LA POESÍA DE NUESTRO LIQUIDAMBAR

Asistimos a la mayoría de edad del Liquidambar de nuestro jardín: por primera vez comienza su producción de semillas, este otoño cuando ha alcanzado cerca de sus veinte primeros añitos.

Sus frutos son esferas capsulares espinosas, globosas, con un ala membranosa en un extremo, que protegen en su interior multitud de semillas que lanzarán al viento al madurar, tras el otoño, una vez que el árbol se haya desprendido de todas sus hojas coloridas.

Si queréis conocer más acerca de este legendario árbol, ya hemos publicado este post en nuestro blog: https://azufactorianatural.com/2021/11/19/de-estoraques/, y hemos hablado en uno de nuestros programas de radio de El Jardín de la Salud, que pronto tendréis grabado en podcast en esta web.

Pero, ahora, sólo queremos celebrar su mayoría de edad embargados por la explosión colorida de su despedida y asistidos por la emoción poética de las palabras de Joaquín Araújo:

“las puertas del frío no están aún abiertas, pero las copas cuajadas de colores de los árboles son un pasaporte porque pronto volarán las hojas…el árbol se comporta como una mujer que se desvistiera de su mejor traje para mostrar su mejor luz. Además, como si un maestro de fotografía quisiera lucirse, las telas de colores que ahora son el dosel forestal actúan como filtros para que se dore levemente el aire.

Las clorofilas desandan su camino. El VERDE tan fundacional se desvanece lentamente para dar paso a los que abrirán camino a un incendio sin calor.

Las tonalidades corretean en busca de sus gamas más cálidas. Estas esquirlas del mismo sol son la última oportunidad del árbol para acumular alimento de cara al gran letargo invernal. El baile de disfraces del bosque es un aviso del inmediato despojarse. La caída de las hojas abate diariamente manadas de arco iris. Si el árbol nos da el único cadáver bello, la agonía de las hojas no puede ser más hermosa.

El estado terminal, la ancianidad anual del follaje resulta tan bello y alegre a los ojos que convierte a la melancolía en un juego, es lo que hace al otoño cargarse de esperanza, le hace tan habitable, tan cercano.

Estamos en el momento de la entrega que el árbol hace de sí mismo hacia el porvenir.

Es la luz que se pasa el día entero pintando para que nosotros la gocemos.

Es la estación de las miradas

Es el otoño desmayado bajo los árboles con sábanas de colores.

La hojarasca no deja de ser un rescoldo alumbrando las entrañas de la tierra. Y cuando ya es pasto de lo eternamente enterrado, sabremos que el sol ha llegado a donde nunca llega directamente.

¿Por qué tanto carmesí desparramado entre los últimos jirones del verde? Acaso la sangre de los árboles quiere ser en este momento como la nuestra…

El lento repliegue del árbol hacia sus catacumbas, más que una retirada, es una gloriosa caricia para todos los sentidos…en un desfile de creatividad, de arte, de generosidad…en el otoño pisamos tesoros, es la estación de los ojos que miran.

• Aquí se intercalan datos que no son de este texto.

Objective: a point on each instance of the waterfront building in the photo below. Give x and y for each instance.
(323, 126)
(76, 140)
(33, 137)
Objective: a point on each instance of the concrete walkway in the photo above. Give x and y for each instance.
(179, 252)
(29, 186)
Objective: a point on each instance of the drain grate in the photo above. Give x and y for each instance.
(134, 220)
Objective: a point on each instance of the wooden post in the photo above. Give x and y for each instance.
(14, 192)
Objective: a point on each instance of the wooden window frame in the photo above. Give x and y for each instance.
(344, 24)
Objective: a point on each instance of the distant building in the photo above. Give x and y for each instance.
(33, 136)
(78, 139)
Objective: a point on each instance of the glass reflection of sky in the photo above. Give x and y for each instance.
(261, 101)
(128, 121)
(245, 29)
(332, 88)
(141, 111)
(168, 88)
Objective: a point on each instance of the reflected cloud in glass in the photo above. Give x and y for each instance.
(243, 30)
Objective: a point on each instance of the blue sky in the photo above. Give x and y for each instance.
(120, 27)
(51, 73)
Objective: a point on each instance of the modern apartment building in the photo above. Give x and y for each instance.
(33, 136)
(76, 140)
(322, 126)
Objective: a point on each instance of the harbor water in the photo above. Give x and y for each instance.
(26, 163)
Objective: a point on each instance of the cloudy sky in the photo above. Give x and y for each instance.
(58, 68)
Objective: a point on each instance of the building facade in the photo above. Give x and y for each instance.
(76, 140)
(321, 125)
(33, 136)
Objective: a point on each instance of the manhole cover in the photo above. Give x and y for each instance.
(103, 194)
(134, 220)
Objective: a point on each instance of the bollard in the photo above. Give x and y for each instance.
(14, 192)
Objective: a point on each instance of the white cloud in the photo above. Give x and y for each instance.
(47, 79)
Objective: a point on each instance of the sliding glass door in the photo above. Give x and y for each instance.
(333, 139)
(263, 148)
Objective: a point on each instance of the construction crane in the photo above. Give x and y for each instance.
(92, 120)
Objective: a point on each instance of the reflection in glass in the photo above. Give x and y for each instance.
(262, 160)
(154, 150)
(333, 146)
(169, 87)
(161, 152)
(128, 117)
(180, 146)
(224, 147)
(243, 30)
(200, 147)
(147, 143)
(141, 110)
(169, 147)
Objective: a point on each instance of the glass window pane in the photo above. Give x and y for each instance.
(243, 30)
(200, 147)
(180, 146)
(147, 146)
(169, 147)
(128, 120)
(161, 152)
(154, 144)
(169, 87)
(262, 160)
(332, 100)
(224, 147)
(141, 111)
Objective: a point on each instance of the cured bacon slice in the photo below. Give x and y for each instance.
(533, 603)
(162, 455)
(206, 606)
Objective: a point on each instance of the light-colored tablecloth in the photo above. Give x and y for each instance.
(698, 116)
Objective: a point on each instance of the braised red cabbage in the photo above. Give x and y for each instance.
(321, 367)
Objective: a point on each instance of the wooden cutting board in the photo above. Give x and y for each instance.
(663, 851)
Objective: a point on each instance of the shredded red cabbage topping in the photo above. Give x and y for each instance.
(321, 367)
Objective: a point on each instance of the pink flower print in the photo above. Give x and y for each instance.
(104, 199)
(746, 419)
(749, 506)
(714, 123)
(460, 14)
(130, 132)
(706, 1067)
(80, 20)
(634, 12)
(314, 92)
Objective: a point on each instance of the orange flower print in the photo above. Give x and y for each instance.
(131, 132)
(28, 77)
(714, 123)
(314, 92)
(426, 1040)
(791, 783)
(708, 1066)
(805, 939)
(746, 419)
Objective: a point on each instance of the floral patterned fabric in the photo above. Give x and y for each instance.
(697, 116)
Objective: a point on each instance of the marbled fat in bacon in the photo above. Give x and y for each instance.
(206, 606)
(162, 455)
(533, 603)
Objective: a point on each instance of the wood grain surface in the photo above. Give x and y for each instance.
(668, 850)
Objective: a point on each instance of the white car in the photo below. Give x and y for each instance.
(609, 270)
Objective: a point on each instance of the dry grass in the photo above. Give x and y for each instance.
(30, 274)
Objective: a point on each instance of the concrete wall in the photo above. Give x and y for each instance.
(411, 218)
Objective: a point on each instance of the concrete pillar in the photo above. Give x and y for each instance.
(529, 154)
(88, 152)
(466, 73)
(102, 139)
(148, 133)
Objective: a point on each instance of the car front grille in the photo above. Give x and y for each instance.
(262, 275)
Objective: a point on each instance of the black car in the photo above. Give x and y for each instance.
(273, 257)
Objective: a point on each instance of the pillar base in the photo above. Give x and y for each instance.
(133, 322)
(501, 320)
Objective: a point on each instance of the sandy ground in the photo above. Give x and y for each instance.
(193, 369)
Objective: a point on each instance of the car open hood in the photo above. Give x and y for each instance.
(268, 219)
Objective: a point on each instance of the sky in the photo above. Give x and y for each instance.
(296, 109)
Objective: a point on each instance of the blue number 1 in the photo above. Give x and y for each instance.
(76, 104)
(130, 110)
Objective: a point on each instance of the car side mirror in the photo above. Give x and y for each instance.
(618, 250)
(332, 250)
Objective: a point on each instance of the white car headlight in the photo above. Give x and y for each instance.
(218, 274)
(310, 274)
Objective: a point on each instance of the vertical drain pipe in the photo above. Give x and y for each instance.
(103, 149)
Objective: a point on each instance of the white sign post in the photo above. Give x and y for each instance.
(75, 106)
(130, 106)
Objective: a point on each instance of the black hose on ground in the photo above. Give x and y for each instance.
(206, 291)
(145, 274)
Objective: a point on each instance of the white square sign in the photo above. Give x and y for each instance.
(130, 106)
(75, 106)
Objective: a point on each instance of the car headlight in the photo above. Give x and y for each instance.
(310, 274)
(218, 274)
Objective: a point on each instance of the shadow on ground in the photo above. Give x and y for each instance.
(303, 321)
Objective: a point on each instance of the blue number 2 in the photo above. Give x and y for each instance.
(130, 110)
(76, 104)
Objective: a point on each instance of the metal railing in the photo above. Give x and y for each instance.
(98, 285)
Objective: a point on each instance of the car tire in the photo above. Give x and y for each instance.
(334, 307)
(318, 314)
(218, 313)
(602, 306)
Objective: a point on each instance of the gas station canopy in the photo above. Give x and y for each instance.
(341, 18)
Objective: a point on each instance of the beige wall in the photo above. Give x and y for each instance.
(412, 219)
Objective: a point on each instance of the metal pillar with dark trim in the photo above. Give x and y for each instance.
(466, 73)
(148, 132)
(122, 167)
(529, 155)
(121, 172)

Su iluminación mejora tonos, volúmenes, contornos. Son tantas las mejoras para la mirada que a menudo se llega a pensar que sólo en las otoñadas deberían filmarse las películas, pintarse los cuadros, escribirse los poemas e interpretarse las sonatas. la luz se comporta como un barniz, un brillo finísimo que como una red pretende retener a duras penas las riadas de color.

Cuando se establece uno en medio del otoño, cabe añorar la pérdida de esa sabiduría tan lejana que situaba el comienzo del ciclo anual en estos momentos, ya que tiene más de arranque que de frenada esta música de la fertilidad espontánea.

Bajan pues las hojas coloridas a una tumba que pronto se convierte en su propia placenta. El suelo, donde ya descansan, es como una mano abierta y extendida…mucha de la dulzura posible en este mundo está impregnando esta renuncia anual de la arboleda a su vestido, y no menos esa bienvenida con la que besa la hoja en su lecho de muerte.

Lo que de uno mismo se deja funda porvenires.

Por eso, carece de sentido de la oportunidad, mirar al otoño como caída, como atardecer, como nostalgia. Tiene todo eso, pero mucho más, porque caer es la única forma de experimentar el placer de volver a erguirse.

Se pone en marcha el milagro continuo de la vida: esas hojas muertas comienzan a ser transformadas en alimento para las raíces del árbol en el que vivieron.

El suelo del bosque recluta inicios.

Desvistiéndose, el árbol se asegura el traje del próximo ciclo.

Las ramas se quitan a sí mismas, en otoño, en un acto de amor, su traje de hojas.»

Y en el mismo acto de amor, nos entrega su fruto, promesa de renovación.